終章
111話:終章 その後
世界樹が折れて、二年が経過しました。
わたしたちは平穏を取り戻し、今まで通りの穏やかな日々を――
「いたたた! 痛い痛いですって、死ぬ! マジ死ぬからやめるのです!?」
「そんなこと言っても仕方ないでしょう? ほら、もっと力を入れるのですわ」
えー……絶賛、命が大ピンチです。
膨らんだお腹がボコボコと蠢き、内部で暴れているのが、外から見てもります。
そう、オークの体液から抽出した排卵促進剤を完成させた結果、わたしは妊娠に成功、数時間前から陣痛と戦っています。
すでに破水も起こり、あとはいきんで産み落とすだけなのですが……わたしにとって、それこそが最大の山場。

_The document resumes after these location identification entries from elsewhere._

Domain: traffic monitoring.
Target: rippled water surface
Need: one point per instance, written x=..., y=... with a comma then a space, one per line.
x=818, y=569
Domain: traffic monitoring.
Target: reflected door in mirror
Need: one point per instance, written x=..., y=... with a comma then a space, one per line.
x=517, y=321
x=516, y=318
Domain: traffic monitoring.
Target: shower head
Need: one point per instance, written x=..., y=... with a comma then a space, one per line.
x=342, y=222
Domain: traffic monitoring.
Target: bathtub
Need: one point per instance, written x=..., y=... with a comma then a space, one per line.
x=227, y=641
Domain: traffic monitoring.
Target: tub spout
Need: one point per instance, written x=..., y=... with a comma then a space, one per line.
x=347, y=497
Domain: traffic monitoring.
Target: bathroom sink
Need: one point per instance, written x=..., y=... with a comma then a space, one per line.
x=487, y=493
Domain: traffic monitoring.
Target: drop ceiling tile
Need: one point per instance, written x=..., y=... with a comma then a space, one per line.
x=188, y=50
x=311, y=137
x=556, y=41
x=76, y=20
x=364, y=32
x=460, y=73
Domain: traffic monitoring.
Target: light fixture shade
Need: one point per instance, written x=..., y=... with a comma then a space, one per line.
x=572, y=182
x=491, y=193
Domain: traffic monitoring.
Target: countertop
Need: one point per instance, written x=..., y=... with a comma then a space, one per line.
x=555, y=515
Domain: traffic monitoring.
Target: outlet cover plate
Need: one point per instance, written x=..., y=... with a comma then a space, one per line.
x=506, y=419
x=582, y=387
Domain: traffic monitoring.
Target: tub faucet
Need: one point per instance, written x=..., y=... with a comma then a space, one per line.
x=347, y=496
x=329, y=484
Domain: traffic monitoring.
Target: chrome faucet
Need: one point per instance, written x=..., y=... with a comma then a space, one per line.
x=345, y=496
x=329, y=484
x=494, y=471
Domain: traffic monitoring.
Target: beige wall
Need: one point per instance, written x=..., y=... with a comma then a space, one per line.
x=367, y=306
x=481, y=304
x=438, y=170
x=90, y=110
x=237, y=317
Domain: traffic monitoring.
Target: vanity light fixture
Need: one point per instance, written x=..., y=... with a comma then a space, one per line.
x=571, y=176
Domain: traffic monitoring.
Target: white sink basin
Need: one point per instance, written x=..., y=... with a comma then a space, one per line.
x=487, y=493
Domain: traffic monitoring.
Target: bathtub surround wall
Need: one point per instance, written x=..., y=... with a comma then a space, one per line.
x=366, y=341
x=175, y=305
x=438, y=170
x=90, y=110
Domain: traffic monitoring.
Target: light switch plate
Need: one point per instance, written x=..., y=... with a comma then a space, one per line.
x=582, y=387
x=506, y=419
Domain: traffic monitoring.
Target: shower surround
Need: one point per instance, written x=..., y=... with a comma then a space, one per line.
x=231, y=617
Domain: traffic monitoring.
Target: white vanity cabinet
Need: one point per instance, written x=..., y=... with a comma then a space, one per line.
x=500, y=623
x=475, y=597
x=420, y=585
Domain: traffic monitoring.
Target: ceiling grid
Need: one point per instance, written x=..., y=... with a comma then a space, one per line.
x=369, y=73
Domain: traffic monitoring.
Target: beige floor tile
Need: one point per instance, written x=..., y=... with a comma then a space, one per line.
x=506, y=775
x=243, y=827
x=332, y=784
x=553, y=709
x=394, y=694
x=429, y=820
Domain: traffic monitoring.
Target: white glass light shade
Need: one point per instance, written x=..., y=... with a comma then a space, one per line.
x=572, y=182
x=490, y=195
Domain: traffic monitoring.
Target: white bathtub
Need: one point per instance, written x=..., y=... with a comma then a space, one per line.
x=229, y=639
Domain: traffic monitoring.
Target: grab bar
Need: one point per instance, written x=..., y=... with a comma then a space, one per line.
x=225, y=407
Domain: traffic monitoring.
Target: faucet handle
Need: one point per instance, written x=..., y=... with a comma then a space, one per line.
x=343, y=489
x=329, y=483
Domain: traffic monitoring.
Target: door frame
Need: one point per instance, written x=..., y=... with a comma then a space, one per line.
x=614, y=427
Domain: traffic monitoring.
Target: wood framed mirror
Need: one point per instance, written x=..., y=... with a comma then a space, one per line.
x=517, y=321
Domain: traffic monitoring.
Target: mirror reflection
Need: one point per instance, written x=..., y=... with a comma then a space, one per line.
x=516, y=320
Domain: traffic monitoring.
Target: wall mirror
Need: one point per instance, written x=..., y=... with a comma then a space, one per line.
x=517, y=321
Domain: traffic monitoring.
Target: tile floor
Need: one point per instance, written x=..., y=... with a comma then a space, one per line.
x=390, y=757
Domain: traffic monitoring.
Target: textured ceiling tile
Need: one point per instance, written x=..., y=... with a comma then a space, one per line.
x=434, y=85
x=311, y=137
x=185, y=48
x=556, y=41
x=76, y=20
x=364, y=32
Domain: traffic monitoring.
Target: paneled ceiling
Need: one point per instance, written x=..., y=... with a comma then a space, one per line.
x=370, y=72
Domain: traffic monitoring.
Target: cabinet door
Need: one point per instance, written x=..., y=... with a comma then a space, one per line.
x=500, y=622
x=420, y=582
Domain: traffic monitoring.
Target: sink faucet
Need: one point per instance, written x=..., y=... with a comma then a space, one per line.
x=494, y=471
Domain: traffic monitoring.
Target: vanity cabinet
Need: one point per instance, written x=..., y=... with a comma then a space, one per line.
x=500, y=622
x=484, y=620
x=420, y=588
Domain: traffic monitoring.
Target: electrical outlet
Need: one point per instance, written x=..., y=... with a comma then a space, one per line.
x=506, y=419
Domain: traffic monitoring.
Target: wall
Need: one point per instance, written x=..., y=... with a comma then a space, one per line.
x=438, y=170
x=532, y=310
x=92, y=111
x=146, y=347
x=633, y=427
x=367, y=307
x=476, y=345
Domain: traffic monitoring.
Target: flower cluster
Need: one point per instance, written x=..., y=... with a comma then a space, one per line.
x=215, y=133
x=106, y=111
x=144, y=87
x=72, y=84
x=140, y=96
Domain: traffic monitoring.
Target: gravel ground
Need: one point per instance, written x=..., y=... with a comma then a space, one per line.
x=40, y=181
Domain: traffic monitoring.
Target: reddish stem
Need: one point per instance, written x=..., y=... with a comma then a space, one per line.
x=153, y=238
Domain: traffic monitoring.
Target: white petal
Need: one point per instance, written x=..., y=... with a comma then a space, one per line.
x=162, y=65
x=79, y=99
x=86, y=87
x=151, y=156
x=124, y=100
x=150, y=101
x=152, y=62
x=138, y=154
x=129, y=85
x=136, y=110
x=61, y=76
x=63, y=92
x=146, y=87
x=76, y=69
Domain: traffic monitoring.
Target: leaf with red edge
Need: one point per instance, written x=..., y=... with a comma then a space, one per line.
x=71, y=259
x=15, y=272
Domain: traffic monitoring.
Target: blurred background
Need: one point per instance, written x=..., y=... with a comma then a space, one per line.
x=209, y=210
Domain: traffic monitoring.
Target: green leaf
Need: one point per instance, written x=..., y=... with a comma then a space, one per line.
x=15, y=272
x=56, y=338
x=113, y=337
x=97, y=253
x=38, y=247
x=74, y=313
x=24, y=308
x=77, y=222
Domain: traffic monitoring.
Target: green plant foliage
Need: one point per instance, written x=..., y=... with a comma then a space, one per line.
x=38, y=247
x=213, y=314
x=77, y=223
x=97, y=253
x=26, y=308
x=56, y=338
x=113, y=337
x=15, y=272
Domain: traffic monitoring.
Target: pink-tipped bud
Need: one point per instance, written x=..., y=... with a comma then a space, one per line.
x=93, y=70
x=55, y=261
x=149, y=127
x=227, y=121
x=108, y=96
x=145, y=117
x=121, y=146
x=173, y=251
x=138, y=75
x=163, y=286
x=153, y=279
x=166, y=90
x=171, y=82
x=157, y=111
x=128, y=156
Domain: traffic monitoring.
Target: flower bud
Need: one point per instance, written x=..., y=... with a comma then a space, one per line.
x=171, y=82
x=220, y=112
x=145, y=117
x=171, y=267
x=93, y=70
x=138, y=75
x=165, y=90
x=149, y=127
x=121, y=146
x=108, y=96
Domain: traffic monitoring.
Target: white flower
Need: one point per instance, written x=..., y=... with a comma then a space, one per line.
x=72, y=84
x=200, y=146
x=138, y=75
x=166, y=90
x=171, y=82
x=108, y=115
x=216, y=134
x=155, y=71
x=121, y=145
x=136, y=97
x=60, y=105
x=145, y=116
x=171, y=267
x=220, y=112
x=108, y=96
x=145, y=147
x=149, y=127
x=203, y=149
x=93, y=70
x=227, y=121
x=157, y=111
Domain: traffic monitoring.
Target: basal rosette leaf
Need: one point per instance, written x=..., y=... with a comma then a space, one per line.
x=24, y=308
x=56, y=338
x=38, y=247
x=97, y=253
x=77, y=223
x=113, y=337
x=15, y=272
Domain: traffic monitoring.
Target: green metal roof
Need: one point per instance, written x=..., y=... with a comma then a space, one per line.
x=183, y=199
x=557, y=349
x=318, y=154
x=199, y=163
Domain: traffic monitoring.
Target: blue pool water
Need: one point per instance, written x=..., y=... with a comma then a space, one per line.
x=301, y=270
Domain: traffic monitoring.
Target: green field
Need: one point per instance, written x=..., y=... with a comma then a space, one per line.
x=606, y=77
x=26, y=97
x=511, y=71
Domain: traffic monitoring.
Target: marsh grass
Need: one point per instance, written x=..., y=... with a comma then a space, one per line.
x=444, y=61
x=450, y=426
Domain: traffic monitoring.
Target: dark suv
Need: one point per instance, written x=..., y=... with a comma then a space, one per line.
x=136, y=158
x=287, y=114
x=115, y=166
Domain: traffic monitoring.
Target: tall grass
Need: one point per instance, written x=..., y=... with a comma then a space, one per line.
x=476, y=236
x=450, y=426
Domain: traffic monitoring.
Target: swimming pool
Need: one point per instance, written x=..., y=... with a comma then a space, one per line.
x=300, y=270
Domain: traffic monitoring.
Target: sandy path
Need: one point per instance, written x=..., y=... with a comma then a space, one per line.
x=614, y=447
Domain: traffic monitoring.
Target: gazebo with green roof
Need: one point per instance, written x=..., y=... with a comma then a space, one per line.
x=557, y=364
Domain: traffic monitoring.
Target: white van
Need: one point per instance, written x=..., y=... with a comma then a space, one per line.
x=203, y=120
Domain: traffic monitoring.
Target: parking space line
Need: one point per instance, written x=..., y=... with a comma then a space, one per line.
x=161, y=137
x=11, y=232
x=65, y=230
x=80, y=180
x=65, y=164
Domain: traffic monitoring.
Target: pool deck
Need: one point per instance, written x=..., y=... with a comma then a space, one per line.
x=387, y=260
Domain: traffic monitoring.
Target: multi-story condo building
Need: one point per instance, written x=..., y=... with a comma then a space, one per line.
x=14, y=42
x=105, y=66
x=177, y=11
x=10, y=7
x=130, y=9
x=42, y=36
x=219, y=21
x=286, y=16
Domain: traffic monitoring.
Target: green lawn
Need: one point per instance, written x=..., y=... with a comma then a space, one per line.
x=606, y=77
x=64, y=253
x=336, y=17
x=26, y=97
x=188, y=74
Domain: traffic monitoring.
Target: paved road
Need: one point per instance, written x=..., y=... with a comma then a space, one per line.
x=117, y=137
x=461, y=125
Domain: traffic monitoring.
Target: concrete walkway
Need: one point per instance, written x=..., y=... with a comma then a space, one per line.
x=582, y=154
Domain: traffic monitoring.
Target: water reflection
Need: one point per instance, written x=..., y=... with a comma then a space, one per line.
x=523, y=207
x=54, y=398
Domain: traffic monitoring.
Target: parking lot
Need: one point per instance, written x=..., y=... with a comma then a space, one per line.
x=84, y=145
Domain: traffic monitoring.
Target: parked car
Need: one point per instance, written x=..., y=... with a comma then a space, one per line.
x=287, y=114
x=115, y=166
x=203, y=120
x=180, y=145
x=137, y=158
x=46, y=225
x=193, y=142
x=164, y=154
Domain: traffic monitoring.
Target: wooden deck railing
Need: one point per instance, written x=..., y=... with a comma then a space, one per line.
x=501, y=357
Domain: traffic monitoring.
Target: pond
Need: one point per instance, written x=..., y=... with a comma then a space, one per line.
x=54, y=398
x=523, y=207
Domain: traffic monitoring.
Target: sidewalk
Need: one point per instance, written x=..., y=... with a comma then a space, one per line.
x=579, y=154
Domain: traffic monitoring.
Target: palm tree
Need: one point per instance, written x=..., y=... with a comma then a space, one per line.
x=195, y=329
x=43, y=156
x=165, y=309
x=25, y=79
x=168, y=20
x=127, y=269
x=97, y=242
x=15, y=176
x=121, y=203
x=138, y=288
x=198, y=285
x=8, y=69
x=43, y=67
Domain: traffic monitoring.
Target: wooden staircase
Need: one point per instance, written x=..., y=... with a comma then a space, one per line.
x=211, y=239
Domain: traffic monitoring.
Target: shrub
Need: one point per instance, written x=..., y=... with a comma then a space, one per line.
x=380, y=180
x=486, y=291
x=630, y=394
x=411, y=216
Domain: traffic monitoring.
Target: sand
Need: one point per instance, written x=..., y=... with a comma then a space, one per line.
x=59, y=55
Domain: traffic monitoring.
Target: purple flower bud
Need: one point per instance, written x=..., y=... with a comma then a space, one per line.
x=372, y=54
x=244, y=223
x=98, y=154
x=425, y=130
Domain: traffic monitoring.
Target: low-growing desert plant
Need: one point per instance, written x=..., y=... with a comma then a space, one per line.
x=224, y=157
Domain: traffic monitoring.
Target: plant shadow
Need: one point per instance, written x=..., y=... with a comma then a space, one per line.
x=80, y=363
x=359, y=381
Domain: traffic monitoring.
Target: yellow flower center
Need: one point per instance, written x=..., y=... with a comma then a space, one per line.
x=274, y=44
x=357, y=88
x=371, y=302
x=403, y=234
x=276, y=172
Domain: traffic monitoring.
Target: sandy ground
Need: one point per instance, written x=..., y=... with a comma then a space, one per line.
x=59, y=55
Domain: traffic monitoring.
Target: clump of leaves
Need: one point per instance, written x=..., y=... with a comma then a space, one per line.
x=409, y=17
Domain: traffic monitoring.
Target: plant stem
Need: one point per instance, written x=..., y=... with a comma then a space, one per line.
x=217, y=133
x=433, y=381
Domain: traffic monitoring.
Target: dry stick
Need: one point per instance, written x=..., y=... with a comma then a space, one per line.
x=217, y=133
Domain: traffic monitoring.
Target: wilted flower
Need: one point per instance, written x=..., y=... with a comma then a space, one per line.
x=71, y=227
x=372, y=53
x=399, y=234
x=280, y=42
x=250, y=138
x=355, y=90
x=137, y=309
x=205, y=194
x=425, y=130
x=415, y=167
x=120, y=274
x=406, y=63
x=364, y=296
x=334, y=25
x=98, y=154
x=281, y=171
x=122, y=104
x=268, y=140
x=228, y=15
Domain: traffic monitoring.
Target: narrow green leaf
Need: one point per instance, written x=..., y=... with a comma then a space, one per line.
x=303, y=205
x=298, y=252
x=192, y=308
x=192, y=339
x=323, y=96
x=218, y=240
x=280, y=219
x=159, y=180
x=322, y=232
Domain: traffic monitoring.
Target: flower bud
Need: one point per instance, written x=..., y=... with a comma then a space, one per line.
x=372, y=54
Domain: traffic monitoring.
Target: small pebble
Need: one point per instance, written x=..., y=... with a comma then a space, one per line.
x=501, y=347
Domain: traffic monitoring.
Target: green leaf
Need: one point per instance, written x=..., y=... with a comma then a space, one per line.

黄金比を封じ、妊婦体型になったはいいけど、絶対的な体格差という物はいかんともしがたいのです。
「ほら、もっといきんで!」
「無理無理無理無理! そうだ、こういう時こそアレです、ヘイフリット限界? 違うえーと、サマーズ、そうサマーズ法!」
「ラマーズ法やろ?」
庵の一室をお産の為に隔離し、徹底的に消毒。
ついでに、こういった経験もあると言うマリエールさんに助産婦に来てもらいました。
オマケでレヴィさんも付いて来たのは……まあ、想定の範囲内です。
「弛緩とか拡張とか無理だし! ヒギィって言っちゃうぅぅぅ!」
「もう、仕方ないですわね。確かにこの身体では負担が大きいのは確かですし、魔術で補助しますわ」
マリエールさんがそう宣告した直後、わたしの身体からあらゆる力が抜け、痛みが消えました。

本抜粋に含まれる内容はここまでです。